Additionally, ensuring to keep your kitchen clean and practicing good food hygiene during pregnancy can also help reduce your risk of contracting listeriosis (or listeria) and salmonella. It's essential to wash your hands before and after food preparation, keep kitchen surfaces clean, wash fruit and vegetables before eating them and cook food thoroughly, particularly meat and chicken.

Avoid hot baths, saunas, and steam rooms

Some of winter's pleasures include hot bubble baths, saunas, and steam rooms, but unfortunately, these activities can be quite unsafe during pregnancy. According to ACOG research, raising your body temperature, particularly early in pregnancy, may be linked with congenital disabilities. One study also found that women exposed to extremely hot or cold temperatures during the first seven weeks of pregnancy were 11 percent more likely to experience a preterm birth (via the National Institutes of Health). For this reason alone, pregnant women should consider the importance of keeping their body temperature regulated and avoid extremes one way or the other. The good news is there are many enjoyable ways to warm up during pregnancy, like having a warm mug of hot chocolate, staying indoors and enjoying a good book, sitting in front of a festive fireplace, or signing up for a warm oil pregnancy massage.

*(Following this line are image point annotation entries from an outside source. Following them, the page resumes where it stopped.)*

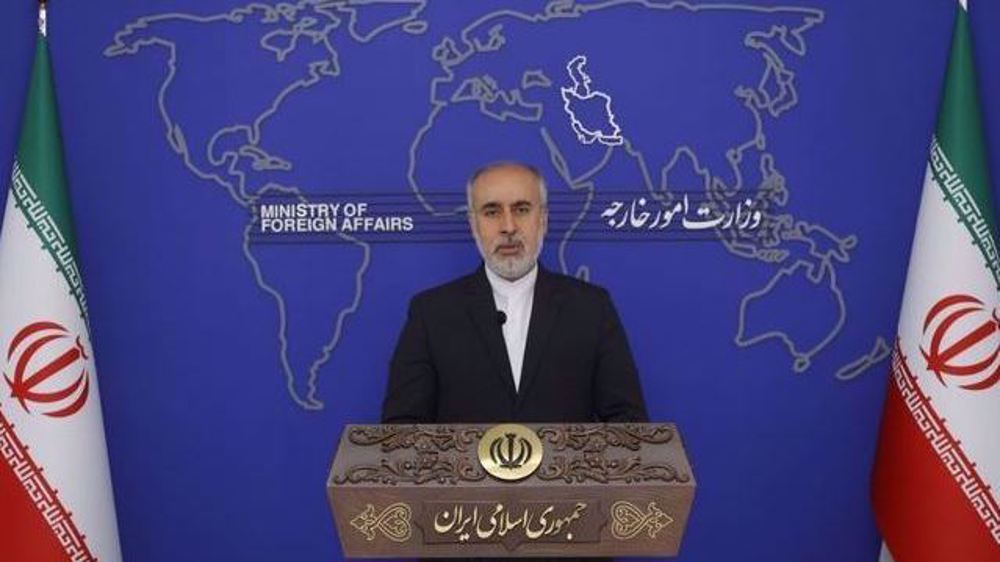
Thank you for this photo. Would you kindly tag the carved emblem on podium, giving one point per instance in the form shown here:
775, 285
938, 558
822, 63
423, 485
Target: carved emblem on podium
629, 520
510, 451
393, 522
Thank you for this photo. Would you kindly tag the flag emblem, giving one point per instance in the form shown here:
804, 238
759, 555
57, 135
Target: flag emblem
49, 369
962, 342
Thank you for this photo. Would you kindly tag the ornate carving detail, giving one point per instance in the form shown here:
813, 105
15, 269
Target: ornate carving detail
426, 467
598, 438
393, 522
392, 437
591, 466
628, 520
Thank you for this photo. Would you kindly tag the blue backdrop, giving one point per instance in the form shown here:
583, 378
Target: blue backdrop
229, 364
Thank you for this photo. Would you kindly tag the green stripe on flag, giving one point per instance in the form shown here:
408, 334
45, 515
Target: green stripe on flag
39, 151
38, 183
959, 126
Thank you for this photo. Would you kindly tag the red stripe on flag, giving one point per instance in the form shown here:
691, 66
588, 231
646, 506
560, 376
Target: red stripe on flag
920, 507
34, 524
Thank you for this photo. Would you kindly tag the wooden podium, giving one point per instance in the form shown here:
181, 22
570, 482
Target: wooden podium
510, 490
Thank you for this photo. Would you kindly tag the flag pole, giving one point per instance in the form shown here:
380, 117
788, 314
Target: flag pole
42, 18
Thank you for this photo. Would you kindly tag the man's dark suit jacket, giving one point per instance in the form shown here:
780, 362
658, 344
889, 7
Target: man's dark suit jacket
451, 365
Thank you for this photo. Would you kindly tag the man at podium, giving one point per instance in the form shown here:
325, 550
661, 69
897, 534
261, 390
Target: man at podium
512, 341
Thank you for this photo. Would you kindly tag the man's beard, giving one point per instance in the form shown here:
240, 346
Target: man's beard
508, 267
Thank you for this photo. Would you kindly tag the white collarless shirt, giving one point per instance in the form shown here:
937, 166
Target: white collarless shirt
514, 298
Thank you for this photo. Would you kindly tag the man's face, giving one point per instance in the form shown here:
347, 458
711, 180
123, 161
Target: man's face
508, 220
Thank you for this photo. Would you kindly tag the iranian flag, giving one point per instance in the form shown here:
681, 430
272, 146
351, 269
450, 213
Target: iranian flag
936, 482
55, 488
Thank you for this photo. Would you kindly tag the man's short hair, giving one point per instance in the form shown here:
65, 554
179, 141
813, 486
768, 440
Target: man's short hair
543, 191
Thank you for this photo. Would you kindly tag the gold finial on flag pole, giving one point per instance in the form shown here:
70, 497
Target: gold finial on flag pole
42, 23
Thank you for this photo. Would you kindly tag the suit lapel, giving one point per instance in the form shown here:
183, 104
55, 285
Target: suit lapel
483, 312
544, 312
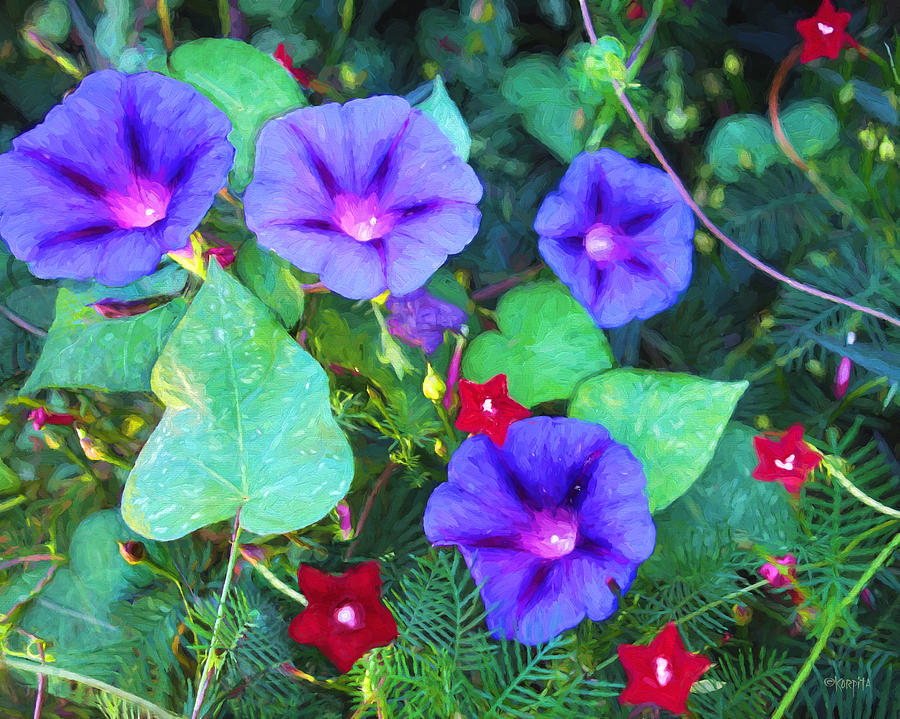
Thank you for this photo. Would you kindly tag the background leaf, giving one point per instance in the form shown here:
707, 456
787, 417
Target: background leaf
247, 424
671, 422
546, 345
272, 280
246, 84
811, 126
441, 108
741, 143
128, 347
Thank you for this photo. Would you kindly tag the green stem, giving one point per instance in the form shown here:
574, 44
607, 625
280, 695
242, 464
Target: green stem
276, 583
858, 493
830, 625
225, 17
51, 671
208, 665
727, 597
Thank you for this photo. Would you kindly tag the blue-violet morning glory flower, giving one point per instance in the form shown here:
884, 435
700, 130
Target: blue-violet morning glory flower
369, 195
618, 234
544, 523
116, 176
419, 319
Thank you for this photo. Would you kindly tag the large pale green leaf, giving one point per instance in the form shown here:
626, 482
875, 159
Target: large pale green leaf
72, 611
272, 280
85, 350
546, 345
246, 84
169, 280
247, 424
671, 422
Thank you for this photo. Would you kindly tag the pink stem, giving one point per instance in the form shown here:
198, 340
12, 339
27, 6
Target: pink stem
727, 241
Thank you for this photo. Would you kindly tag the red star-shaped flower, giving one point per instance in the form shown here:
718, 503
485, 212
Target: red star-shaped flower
39, 417
789, 460
779, 577
661, 673
345, 617
824, 33
488, 409
304, 77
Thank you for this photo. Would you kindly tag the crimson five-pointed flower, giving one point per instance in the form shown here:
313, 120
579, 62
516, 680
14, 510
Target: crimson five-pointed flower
661, 673
488, 409
39, 417
824, 34
789, 460
345, 617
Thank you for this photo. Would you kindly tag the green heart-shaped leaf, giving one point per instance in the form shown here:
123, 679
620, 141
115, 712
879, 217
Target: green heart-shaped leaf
546, 345
671, 422
246, 84
85, 350
248, 424
726, 495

Ask for help from friends and family

Mental health issues impact 1 in 5 women during and after pregnancy (via AHA), and often reaching out for help early on can make a big difference. Winter conditions can be harsh, and trying to do it all at the expense of your physical and mental health can have a detrimental impact. Although asking for help can sometimes be a struggle for many pregnant women, learning to do so is essential both during and after pregnancy because it does take a village to raise a child. According to mental health expert Alyse Willett, LPC, asking family and friends for help makes others feel "included and appreciated." Instead of feeling like a burden when you need assistance, Willett says to see asking for help as a way of strengthening your relationship with others (per Behavioral Health Dallas). So if it's slippery or too cold outside, ask your partner, friends, or family to walk the dog and avoid hazardous tasks like shoveling the snow. After all, being unable to do everything has its advantages, so kick your feet up and enjoy a long nap while you still can.